The challenges of developing a micro electromagnetic power generator are to increase the flux density from the thin permanent magnet and reduce the resistance of the micro high-winding-density coil. To overcome these challenges, we propose a novel MEMS power generator for low-frequency-vibration energy harvesting employing a 16-poles thin magnet plate and a high-aspect-ratio spiral micro array coil. Transient magnetic analysis has proved that the multi-pole magnet thin plate (8.9 × 8.9 × t0.5 mm) magnetized by laser assisted heating helps increase the output power from the generator compared with the unidirectional one. The high-aspect-ratio spiral micro array coil (width: 80 µm, thickness: 160 µm, total turns: 144) fabricated by the combination of multilayer SU-8 micro moldings, copper plating, and silver paste screen printing is beneficial for increasing coil density and reducing resistance, thus improving output power. The vibration experiment showed that in terms of no consideration of spring and guideway structure, when the magnet is directly vibrated by an actuator, the induced voltage, generated power, and power density were 1.63 mV, 0.12 µW and 1.03 µW/cm³, respectively at an excitation frequency of 10 Hz with an amplitude of 2 mm. When a 3D-printed cantilever beam was adopted as the spring and guideway structure for the resonant prototype, the counterparts were 8.48 mV, 3.34 µW and 5.22 µW/cm³, respectively at 38 Hz and 2 mm excitation (corresponding to a vibration acceleration peak of 11.6 g).

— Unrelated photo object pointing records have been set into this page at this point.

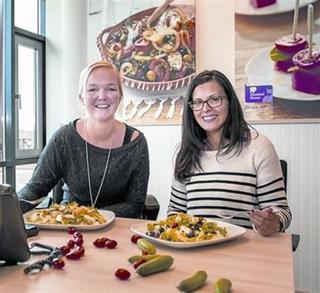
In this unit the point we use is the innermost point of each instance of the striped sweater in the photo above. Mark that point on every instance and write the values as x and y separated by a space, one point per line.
251 180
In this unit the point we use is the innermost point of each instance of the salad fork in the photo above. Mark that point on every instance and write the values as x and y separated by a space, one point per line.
172 107
233 215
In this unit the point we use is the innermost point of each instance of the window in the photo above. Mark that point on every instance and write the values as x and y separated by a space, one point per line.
22 103
28 96
1 87
26 14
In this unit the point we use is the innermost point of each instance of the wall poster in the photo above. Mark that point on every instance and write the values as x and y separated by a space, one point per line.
277 90
152 43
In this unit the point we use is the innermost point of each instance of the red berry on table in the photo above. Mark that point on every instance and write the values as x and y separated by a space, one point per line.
99 243
58 263
111 244
71 243
77 235
78 241
65 249
104 240
74 255
81 250
138 263
71 230
122 274
135 238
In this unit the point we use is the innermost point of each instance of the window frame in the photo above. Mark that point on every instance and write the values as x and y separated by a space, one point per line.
10 159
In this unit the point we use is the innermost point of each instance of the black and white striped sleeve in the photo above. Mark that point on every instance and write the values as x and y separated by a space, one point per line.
270 184
178 198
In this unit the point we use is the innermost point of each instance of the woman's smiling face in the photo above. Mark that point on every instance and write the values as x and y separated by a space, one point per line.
211 119
102 95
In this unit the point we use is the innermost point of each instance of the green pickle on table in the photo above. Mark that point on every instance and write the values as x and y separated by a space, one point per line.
146 246
196 281
222 286
156 265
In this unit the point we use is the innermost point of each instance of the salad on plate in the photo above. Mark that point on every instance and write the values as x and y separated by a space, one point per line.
185 228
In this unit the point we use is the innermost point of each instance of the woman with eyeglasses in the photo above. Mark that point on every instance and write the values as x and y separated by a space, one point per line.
222 166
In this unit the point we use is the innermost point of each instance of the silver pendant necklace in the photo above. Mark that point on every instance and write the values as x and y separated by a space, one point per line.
93 202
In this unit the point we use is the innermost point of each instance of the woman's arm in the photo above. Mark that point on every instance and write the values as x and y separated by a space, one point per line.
137 187
274 214
178 198
46 173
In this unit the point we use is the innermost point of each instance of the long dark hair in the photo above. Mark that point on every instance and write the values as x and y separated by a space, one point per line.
235 129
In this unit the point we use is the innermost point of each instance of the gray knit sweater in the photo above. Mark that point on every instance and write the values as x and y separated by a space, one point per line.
125 185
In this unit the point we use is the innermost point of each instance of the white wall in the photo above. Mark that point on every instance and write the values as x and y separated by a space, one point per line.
299 144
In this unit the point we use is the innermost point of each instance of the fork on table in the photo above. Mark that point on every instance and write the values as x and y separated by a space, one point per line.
233 215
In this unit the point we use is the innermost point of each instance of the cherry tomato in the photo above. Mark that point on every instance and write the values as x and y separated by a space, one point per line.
135 238
78 241
65 249
74 255
111 244
81 250
71 230
99 243
71 243
122 274
58 263
77 235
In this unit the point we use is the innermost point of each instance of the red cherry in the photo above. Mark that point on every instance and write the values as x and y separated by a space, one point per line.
78 241
111 244
81 250
77 235
71 243
135 238
74 255
138 263
71 230
65 249
58 263
99 243
122 274
104 240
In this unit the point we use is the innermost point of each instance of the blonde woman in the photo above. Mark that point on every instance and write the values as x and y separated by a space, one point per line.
102 161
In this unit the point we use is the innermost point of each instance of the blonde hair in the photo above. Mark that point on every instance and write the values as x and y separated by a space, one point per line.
84 75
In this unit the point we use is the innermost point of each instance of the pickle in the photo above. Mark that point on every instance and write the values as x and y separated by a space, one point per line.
146 246
157 264
134 258
222 286
194 282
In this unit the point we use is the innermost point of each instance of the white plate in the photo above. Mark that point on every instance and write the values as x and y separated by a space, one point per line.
108 215
260 71
243 7
233 232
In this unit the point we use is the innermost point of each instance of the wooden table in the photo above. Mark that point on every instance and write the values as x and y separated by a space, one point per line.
253 263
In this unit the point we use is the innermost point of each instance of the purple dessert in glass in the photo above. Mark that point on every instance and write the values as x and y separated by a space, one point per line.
307 76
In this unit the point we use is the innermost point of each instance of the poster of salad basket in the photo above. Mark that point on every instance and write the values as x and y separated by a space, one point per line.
278 59
152 44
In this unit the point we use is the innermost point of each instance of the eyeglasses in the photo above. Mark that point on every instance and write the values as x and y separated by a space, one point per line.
212 102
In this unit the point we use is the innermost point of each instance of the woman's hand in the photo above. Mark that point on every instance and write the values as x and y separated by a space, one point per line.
266 222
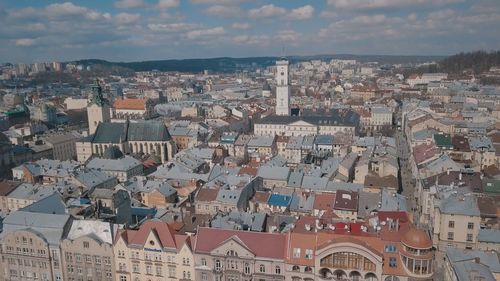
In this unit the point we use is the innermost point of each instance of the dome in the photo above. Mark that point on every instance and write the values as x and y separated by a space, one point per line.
416 238
112 152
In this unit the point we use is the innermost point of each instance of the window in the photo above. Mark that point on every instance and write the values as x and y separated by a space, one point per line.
158 270
309 254
450 235
393 262
390 248
246 269
469 237
217 265
171 272
296 253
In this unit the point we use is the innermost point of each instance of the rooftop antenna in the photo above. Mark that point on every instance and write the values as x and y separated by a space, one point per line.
283 51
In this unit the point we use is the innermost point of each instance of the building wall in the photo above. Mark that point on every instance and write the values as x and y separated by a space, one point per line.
152 262
26 255
458 227
87 259
97 114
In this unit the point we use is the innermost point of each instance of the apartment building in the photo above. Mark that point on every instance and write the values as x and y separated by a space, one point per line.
87 251
154 251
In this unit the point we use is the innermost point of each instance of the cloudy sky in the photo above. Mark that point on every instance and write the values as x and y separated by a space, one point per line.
131 30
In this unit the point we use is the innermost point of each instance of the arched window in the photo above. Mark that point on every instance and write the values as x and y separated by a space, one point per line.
217 265
247 268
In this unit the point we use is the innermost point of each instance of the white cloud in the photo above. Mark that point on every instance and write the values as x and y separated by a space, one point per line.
223 11
173 27
379 4
260 40
241 25
167 4
266 11
288 35
302 13
127 4
126 18
216 2
442 14
25 42
205 32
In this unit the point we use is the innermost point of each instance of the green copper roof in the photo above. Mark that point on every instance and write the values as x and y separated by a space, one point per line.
131 131
97 97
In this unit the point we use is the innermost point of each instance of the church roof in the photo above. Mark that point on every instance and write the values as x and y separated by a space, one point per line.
335 117
128 131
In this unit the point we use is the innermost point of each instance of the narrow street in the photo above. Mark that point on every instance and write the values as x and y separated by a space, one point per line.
407 178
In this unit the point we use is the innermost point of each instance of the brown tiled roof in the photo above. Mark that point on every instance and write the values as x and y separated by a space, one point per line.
417 238
346 200
262 245
207 194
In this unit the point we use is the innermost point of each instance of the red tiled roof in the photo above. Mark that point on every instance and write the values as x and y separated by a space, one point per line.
163 231
263 245
324 201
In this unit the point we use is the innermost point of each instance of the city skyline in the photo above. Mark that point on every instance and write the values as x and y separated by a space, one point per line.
134 30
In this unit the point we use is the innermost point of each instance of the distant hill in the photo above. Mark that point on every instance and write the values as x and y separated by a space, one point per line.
476 62
227 64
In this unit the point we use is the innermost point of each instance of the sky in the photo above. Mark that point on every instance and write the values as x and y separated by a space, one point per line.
135 30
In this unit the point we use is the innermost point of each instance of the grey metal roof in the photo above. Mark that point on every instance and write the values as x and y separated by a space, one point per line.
460 205
52 204
333 118
229 196
489 235
239 220
274 173
49 226
122 164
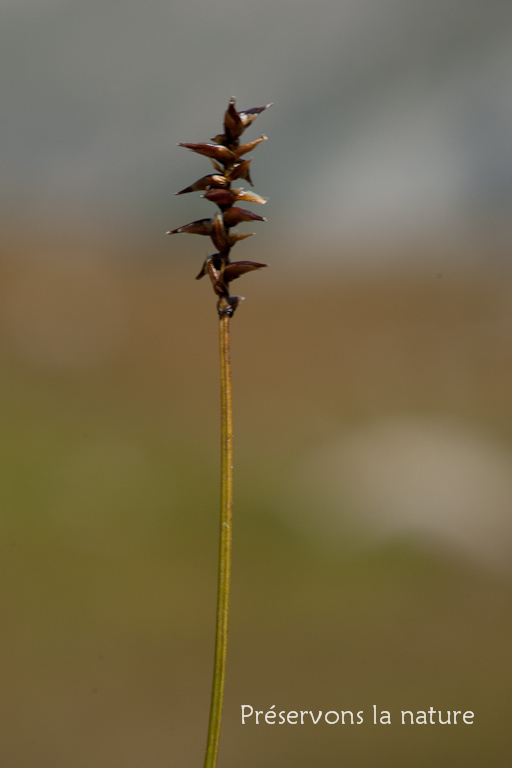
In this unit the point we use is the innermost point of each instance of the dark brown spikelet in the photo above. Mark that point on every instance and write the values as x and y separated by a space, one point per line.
225 152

开发微型电磁发电机的挑战是增加来自薄型永磁体的磁通密度并减小微型高绕组密度线圈的电阻。为了克服这些挑战，我们提出了一种新颖的MEMS发电机，该发电机采用16极薄磁体板和高纵横比螺旋微阵列线圈进行低频振动能量收集。瞬态磁分析已证明，与单向磁体相比，通过激光辅助加热磁化的多极磁体薄板（8.9×8.9×t0.5 mm）有助于增加发电机的输出功率。高纵横比螺旋微阵列线圈（宽度：80 µm，厚度：160 µm，总匝数：144）是由多层SU-8微成型件，镀铜，银浆丝网印刷有利于提高线圈密度和降低电阻，从而提高输出功率。振动实验表明，在不考虑弹簧和导轨结构的情况下，当磁体直接通过执行器振动时，感应电压，产生的功率和功率密度分别为1.63 mV，0.12 µW和1.03 µW / cm。^在图3中，分别以10Hz的激励频率和2mm的幅度。当采用3D打印的悬臂梁作为谐振原型的弹簧和导轨结构时，在38 Hz和2 mm激励下，对应的分别为8.48 mV，3.34 µW和5.22 µW / cm ³（对应于振动加速度峰值） 11.6克）。